Cherry Blossom


Not an essential oils but a food source for my bees. Trees in the street where I live and in the community orchard adjacent to our allotment site will be covered in bees on warm days from now until the blossom goes.

While an important food source for them, I  do not expect to get any honey from this source as the bees are at their lowest this time of year in terms of numbers so their foraging now is to enable the queen to lay more eggs and the nurse bees to feed the young to build up the size of the colony ready for when other even more plentiful resources are available.

Once this would have included crops like white clover,  used to build soil fertility. Sadly now in most years, the first significant honey crop is from Oil Seed Rape,  an industrial scale crop which is mostly heavily sprayed. Despite using no chemicals and using very non-industrial methods in my bee keeping I would never be able to get organic certification as that requires a six mile radius of land around my hives that is certified organic. (There is nowhere in UK that satisfies this requirement.) I personally would like to see organic certification scrapped in favour of a tax on environmentally destructive chemicals and mandatory labelling detailing all pesticides, fungicides and herbicides used as well as artificial fertilisers.

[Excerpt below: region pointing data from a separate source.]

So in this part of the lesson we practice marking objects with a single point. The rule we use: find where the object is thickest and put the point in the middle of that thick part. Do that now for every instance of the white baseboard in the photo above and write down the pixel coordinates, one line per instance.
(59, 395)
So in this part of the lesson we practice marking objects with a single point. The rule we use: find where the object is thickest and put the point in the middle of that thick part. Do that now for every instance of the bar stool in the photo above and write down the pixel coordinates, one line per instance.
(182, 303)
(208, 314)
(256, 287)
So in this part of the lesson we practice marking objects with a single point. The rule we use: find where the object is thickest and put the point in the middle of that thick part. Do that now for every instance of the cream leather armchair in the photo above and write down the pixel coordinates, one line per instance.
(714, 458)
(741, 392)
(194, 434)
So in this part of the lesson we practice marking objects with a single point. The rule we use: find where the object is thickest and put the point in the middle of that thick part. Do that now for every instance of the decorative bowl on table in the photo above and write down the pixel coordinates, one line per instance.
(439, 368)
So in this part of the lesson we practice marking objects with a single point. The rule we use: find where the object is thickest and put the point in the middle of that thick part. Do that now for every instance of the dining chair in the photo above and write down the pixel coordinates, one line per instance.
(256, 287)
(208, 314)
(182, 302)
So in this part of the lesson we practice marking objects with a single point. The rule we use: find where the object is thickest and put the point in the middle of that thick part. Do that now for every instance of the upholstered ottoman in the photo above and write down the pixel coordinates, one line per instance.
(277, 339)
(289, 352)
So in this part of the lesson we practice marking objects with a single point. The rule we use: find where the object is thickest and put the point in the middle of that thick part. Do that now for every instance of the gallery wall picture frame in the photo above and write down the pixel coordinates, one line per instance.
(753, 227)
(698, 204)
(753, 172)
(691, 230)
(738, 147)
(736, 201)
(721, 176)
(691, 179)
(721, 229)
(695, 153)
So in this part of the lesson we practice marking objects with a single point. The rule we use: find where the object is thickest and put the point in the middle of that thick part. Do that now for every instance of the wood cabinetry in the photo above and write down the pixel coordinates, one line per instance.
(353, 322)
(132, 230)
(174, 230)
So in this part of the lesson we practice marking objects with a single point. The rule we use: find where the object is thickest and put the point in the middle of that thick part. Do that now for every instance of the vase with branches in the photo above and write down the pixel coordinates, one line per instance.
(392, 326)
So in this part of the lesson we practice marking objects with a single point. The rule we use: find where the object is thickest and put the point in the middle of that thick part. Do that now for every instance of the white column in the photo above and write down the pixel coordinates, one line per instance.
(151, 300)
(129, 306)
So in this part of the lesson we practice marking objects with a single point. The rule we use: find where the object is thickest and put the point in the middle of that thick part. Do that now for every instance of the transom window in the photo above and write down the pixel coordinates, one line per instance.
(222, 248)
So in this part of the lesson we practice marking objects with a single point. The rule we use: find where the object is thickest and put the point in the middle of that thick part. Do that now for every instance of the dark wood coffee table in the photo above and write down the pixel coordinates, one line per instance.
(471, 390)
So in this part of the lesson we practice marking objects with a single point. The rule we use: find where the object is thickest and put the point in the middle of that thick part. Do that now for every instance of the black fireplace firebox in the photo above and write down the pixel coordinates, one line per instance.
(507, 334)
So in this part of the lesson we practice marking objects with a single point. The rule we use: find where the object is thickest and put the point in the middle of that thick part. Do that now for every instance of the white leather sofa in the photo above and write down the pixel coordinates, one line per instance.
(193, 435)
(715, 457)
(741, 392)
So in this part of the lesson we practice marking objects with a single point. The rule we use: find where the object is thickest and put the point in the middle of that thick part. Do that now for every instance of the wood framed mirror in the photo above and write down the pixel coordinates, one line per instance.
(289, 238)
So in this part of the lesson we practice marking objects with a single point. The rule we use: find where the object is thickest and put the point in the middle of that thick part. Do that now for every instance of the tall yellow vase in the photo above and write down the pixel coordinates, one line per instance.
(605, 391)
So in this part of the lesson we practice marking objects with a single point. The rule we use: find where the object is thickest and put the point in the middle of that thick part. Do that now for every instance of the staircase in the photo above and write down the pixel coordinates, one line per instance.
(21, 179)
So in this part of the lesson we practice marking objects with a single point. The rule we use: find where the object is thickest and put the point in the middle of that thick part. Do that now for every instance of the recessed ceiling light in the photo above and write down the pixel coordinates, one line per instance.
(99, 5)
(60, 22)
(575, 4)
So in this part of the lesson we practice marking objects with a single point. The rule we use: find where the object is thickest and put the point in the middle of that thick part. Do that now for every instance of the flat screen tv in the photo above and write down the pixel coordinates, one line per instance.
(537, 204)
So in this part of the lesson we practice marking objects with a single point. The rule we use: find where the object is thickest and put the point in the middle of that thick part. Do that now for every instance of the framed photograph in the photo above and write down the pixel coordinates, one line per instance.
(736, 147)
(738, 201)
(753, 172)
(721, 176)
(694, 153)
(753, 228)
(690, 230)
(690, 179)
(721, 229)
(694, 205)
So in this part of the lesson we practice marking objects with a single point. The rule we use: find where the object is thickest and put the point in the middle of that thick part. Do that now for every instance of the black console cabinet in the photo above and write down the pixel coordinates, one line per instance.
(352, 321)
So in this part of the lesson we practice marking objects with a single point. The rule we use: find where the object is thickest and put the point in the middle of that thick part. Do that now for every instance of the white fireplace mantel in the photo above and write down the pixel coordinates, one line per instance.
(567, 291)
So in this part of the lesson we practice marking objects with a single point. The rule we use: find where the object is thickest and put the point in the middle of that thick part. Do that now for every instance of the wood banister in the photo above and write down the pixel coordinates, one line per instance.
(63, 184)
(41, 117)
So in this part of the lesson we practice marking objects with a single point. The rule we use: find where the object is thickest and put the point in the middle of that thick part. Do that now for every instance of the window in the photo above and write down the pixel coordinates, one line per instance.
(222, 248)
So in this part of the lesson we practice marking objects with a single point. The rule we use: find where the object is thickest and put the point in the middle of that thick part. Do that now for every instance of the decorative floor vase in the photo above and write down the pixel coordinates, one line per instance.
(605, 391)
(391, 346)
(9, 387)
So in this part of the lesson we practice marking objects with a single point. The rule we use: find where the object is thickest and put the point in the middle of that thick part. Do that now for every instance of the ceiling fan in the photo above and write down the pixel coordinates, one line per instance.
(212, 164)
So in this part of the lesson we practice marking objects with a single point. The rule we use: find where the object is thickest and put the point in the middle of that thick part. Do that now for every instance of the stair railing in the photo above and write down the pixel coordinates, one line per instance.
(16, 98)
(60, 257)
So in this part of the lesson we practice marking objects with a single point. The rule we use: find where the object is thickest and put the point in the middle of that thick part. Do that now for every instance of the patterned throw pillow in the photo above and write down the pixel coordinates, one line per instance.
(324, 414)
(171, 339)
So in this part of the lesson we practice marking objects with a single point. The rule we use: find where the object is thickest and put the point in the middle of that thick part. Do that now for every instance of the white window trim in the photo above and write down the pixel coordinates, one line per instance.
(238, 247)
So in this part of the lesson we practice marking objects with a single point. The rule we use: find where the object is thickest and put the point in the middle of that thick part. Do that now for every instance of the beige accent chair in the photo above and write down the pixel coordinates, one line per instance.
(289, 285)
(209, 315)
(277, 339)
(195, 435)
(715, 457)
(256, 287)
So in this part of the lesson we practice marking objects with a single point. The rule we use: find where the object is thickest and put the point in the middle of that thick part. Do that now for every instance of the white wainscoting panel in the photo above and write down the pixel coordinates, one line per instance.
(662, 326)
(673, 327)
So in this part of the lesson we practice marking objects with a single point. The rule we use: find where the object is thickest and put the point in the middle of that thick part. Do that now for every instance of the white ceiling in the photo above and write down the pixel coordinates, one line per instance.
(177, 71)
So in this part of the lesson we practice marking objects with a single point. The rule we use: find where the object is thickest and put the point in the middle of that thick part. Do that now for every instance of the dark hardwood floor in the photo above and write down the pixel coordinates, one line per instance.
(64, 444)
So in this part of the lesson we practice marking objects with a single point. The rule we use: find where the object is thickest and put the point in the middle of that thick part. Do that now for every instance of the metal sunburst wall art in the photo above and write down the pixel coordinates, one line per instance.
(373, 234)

As well as producing honey, the bees also make wax with the nectar they collect. (Pollen is their protein source.) While in an ideal world, wax would not be harvested, because pesticides from gathered nectar and pollen concentrate in the wax it is a good policy to ensure the wax is changed regularly in hives. I like to do this early so that there is a minimum of pesticide residue in the wax I use for making a skin balm by adding olive oil and essential oils. (My standard mix uses Frankincense and Geranium oils which produces an incredibly nurturing balm.